Another area where I see it all the time is when I do preliminary hearings or trials in the various courts throughout Los Angeles County and somebody who’s either a defendant or a friend of a defendant or family member of a defendant will say something to one of the witnesses in the person’s case that they take wrong, and then they report it to law enforcement and this would be a very serious dissuading or intimidating a witness case. The typical bail for these cases is $100,000.00 and the prosecutors are usually looking to put anybody involved with this type of case in prison.
Dissuading a witness cases are typically prosecuted by the senior level prosecutors and they are political crimes, because our whole judicial system is centered around people being able to get a fair trial, and not only the defendant getting a fair trial, but the people of the State of California getting a fair trial. The prosecutors are the ones responsible for making sure that happens along with the judge.
So, if either the judge or the prosecutor feels that any witness is being dissuaded or intimidated, they’re going to come down hard on whoever is doing that, and they will take them into custody, they will prosecute them, and they will send them to prison.
So, if you have one of these cases, I suggest you get in front of a good criminal defense attorney, go over all of the facts, give them the right details about what happened – don’t leave anything out, don’t put a spin on it – and allow your criminal defense attorney to figure out exactly how the case is going to be defended and what is going to be done.
You can certainly bring up mitigating circumstances or explain why, whatever was said or done, was done.
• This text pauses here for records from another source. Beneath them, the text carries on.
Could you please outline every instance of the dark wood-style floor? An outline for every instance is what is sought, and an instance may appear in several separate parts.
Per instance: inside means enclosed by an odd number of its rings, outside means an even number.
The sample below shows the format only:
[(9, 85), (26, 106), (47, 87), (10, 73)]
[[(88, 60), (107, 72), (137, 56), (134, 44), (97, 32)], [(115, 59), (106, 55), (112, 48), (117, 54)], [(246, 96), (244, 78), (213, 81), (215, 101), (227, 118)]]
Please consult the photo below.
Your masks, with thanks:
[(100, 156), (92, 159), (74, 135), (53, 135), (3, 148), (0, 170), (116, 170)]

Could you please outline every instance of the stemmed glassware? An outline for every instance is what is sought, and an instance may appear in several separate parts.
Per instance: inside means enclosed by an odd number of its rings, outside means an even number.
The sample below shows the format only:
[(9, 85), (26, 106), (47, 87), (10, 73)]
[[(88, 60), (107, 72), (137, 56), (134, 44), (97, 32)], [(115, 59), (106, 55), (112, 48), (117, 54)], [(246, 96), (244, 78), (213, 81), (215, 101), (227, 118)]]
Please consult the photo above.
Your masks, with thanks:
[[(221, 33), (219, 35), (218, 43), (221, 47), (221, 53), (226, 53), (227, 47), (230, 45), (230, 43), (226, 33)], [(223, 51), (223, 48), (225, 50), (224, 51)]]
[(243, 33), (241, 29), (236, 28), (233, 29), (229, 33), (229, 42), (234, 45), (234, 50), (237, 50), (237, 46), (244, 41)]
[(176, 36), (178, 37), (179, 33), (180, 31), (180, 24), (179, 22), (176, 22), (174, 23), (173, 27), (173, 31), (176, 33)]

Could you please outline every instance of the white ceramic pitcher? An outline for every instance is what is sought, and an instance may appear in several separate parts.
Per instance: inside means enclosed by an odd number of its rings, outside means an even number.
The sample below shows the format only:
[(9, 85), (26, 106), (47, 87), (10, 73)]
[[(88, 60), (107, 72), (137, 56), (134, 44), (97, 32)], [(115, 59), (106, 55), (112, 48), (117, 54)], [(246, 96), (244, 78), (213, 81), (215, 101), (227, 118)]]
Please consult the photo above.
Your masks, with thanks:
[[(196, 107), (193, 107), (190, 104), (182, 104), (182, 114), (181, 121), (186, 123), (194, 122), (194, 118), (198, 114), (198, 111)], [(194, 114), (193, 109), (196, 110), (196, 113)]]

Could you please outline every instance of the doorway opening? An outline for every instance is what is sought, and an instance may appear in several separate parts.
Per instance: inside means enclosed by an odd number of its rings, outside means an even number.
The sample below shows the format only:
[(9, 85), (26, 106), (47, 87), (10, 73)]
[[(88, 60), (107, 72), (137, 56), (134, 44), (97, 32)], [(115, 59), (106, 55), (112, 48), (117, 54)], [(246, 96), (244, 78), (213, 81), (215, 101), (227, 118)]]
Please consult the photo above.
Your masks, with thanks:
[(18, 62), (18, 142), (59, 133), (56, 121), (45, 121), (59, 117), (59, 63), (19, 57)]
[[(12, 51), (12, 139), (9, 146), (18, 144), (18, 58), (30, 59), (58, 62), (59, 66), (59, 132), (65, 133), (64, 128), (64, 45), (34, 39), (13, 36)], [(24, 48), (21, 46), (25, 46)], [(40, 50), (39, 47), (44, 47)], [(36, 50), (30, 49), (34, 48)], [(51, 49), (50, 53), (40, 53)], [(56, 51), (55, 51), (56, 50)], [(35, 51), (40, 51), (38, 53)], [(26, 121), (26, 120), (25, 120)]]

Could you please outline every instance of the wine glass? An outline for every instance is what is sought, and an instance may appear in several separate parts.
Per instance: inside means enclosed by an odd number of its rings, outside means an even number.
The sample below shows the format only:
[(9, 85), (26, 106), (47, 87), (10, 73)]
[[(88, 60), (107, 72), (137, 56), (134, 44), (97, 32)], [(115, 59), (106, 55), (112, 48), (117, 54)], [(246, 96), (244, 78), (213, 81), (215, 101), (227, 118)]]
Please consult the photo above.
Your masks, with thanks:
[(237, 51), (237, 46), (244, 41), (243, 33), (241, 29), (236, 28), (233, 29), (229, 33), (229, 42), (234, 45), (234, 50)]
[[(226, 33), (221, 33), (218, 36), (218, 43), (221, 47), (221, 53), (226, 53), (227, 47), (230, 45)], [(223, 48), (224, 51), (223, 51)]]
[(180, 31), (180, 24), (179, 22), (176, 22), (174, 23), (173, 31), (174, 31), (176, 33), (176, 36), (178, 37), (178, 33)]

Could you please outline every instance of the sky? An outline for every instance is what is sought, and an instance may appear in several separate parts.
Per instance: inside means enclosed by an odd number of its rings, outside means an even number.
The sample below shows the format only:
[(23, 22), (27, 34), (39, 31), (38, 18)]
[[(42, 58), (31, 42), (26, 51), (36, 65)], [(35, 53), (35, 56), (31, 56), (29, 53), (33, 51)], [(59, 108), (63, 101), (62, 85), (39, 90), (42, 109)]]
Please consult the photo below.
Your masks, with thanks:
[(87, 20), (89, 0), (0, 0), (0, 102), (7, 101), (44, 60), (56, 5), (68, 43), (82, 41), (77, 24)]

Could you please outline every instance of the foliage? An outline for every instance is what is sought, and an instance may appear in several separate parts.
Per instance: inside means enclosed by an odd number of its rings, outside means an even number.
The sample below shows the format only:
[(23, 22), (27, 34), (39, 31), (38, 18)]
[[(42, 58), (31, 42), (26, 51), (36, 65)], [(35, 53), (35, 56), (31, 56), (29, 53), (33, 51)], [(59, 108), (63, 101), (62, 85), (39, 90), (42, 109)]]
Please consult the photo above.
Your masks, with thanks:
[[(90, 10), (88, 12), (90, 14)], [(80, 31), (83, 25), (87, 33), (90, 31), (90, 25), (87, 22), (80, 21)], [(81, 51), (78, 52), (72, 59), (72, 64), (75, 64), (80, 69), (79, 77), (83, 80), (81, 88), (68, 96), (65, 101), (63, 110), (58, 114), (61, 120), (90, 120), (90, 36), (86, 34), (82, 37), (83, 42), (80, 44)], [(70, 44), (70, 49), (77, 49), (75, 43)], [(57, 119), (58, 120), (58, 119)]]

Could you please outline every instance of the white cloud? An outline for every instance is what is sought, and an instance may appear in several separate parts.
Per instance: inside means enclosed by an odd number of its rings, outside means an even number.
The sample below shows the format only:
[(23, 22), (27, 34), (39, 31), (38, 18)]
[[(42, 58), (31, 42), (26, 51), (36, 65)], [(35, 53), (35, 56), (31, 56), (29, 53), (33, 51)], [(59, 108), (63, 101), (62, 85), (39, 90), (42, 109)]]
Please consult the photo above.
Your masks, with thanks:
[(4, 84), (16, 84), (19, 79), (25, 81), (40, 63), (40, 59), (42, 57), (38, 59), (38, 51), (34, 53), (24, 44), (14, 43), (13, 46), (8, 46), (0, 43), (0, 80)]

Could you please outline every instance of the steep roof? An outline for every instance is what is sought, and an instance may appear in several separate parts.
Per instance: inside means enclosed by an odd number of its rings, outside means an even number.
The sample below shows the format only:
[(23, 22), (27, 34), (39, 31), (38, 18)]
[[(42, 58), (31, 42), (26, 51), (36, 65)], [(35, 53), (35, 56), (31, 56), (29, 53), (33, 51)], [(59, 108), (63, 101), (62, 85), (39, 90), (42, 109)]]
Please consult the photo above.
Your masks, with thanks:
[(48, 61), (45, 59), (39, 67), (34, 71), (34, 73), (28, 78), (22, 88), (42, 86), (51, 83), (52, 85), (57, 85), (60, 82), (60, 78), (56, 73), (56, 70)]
Sometimes in that first example I gave you where you’re in the midst of a domestic violence situation and you’re arguing, you’re angry with somebody – people say stupid stuff that they really didn’t mean – to dissuade or intimidate a witness, then a lot of times I can get those charges dismissed because the prosecutors realize the person was just talking crazy and the real underlying offense has to do with something other than dissuading or intimidating a witness.
Defenses To Intimidating Or Dissuading A Witness
Sometimes, again parties will try to use certain legal processes in order to stop somebody from doing something they don’t want them to do. So, I’ve seen people claim that they’ve been threatened in various things and then the poor person is charged with an intimidating or dissuading a witness case, and I have to come in and figure out what happened, and then we find out that they really didn’t intimidate or dissuade anybody.
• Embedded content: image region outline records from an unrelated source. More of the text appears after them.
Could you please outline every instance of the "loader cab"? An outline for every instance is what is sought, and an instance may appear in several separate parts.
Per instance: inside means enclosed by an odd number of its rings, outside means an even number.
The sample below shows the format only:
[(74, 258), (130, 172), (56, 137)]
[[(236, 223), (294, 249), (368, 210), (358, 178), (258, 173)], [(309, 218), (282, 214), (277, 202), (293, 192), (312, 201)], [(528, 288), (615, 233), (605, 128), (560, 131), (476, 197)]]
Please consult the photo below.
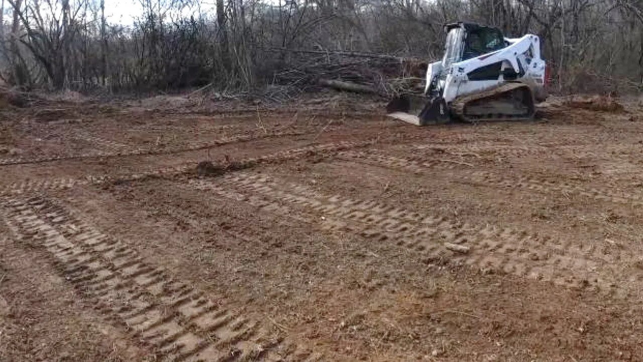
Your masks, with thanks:
[(502, 32), (496, 28), (460, 22), (446, 25), (444, 30), (447, 33), (442, 59), (445, 68), (507, 46)]

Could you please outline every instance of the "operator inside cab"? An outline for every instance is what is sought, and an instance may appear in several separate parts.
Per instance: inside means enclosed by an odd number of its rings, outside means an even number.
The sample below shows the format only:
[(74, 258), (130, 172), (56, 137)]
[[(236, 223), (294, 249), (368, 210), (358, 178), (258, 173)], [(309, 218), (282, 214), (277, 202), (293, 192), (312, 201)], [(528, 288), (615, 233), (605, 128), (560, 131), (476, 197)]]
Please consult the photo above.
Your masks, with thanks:
[(471, 59), (505, 47), (502, 34), (496, 29), (480, 27), (467, 34), (462, 60)]

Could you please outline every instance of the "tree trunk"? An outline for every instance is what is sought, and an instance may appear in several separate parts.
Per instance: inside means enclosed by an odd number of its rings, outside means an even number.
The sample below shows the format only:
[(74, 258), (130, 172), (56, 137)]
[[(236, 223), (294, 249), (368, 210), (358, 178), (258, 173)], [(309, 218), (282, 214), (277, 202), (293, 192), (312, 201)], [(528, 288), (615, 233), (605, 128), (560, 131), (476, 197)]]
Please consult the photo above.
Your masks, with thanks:
[(224, 0), (217, 0), (217, 25), (221, 46), (221, 61), (224, 69), (230, 69), (230, 55), (228, 42), (228, 24), (226, 24), (226, 13)]
[(105, 0), (100, 0), (100, 40), (101, 40), (101, 71), (104, 87), (107, 77), (107, 37), (105, 32)]
[(12, 74), (14, 82), (16, 84), (23, 83), (18, 68), (18, 62), (20, 57), (18, 55), (18, 30), (20, 30), (20, 9), (23, 7), (23, 0), (15, 0), (14, 5), (14, 17), (11, 23), (11, 41), (10, 43), (10, 55), (9, 55)]

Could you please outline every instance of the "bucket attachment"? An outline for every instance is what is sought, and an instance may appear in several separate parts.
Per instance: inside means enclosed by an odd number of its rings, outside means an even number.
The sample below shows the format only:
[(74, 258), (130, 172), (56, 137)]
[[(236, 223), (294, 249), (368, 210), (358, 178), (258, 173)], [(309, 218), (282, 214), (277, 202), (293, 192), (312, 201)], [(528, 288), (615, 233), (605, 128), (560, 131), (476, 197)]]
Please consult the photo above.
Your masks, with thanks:
[(449, 111), (441, 97), (403, 95), (388, 102), (386, 112), (388, 117), (417, 126), (441, 124), (449, 121)]

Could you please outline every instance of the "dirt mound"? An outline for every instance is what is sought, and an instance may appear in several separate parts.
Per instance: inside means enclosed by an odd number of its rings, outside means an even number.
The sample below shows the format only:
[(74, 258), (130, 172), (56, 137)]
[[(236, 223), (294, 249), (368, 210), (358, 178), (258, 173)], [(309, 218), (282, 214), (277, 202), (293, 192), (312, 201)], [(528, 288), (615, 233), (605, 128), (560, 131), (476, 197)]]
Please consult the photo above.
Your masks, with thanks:
[(201, 161), (197, 165), (197, 175), (199, 176), (222, 175), (224, 171), (224, 167), (215, 165), (210, 161)]
[(140, 106), (152, 110), (174, 110), (185, 107), (191, 107), (196, 104), (196, 100), (181, 96), (158, 95), (151, 98), (141, 99)]
[(590, 111), (622, 112), (625, 110), (623, 105), (616, 99), (604, 95), (572, 95), (570, 96), (563, 104), (570, 108), (580, 108)]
The other person was just angry with them or is trying to get them in more trouble. Other defenses are related to basically that you didn’t say or do anything that was an effort to intimidate or dissuade a witness. Again, we need to know exactly what the words are that were being said and then you use the reasonable person standard – you match it up with Penal Code Section 136.1 and those elements, and then you see whether or not somebody actually made a statement or did something that intimidated a witness in the case.
You’re going to need someone to do or say something malicious – there’s going to need to be some sort of a threat – and the other party is going to have to realize or think in their mind that the person is serious about whatever it is, was said and they’re going to also have to believe that they were trying to intimidate them into not testifying in the case.
So, there are all sorts of defenses in these types of cases, but of course the defenses spin on the facts of the case – the facts and circumstances in all criminal defense cases dictate what defenses are available, and basically what a person should do when it comes to intimidating a witness case.
Seeking Best Possible Outcome
My strategy typically in these cases is to get the client in, have them give me an honest account of exactly what happened without leaving anything out so I have all the details, and then through my twenty-five years of experience, I will talk and then we’ll come up with a plan of exactly how the case is going to be dealt with – whether we’re going to defend it all the way with a jury trial – or whether this is the type of case where we need to do damage control and speak to the prosecutor, get character letters and figure out how we can show them that you’re not a bad person, that this is out of character for you – it’s an aberration that’s never going to happen again.
If we can convince them that you’re not a danger to the public and you would never do anything to any of the witnesses in the case, and it was just something that came out in anger and you really weren’t going to act upon it, now we’re in a position where we can try to get probation and work things out so that you can protect your freedom, your record and your reputation.